4. Have a positive attitude
Because to achieve this you must do your part . In emotional management there is a component that, on many occasions, we overlook: it is the will. In order to master emotions we must do our part and we must have a positive attitude because it is not always easy to master emotions.
5. Leave on time
But obviously positive attitude is only one part of emotional management . Emotions often occur because an external stimulus triggers them. If you intend to specialize in the art of emotional intelligence, you will realize that sometimes the best alternative is not to stay in the conflict zone and make the decision to withdraw in time. For example, if someone is provoking you. In these cases, turning around and leaving is an emotionally intelligent decision.
6. Learn to fit criticism
Maybe what’s making you feel bad is not knowing how to take criticism and being too aware of what others think of you. That is a bad choice, because emotional well-being comes from within yourself , from your own interpretation of the world. Learning how to deal with criticism is necessary to be an emotionally balanced person.
7. Release tension with sport
If you want to be calmer you can release tension through physical exercise . In fact, practising sport is one of the healthiest alternatives not only on a physical level but also psychologically. Physical exercise helps you, for example, to reduce stress or to increase your self-esteem.
- If you want to know more about the benefits of physical activity, you can read our post: “The 10 psychological benefits of physical exercise”

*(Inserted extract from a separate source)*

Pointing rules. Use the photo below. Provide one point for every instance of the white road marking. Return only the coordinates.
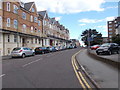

8. Attend an emotional management workshop
One of the best ways to become an emotionally intelligent person is through training . There are many courses and workshops that will help you to manage your emotions. They are usually experiential workshops with many participatory dynamics, so emotional learning will be fun.
9. Practice active listening
If you want to better understand the emotions of others you can practice active listening . Many times we hear and don’t listen, because we are more aware of what we are going to say than what the other person is telling us with both verbal and non-verbal language. Active listening is listening in its entirety, since verbal language is approximately 30% of what we communicate. The rest is non-verbal language.
10. Practice Mindfulness
One of the most useful strategies to better manage emotions is Mindfulness. Mindfulness is actually a philosophy, but nowadays different techniques are used to put it into practice. Mindfulness is simple, as it only requires adopting a way of evaluating events, characterized, for example, by self-pity, attention to the present moment, or a non-judgmental mentality. However, even if it is simple, its practice requires will and effort, so it is not easy and needs to be worked on.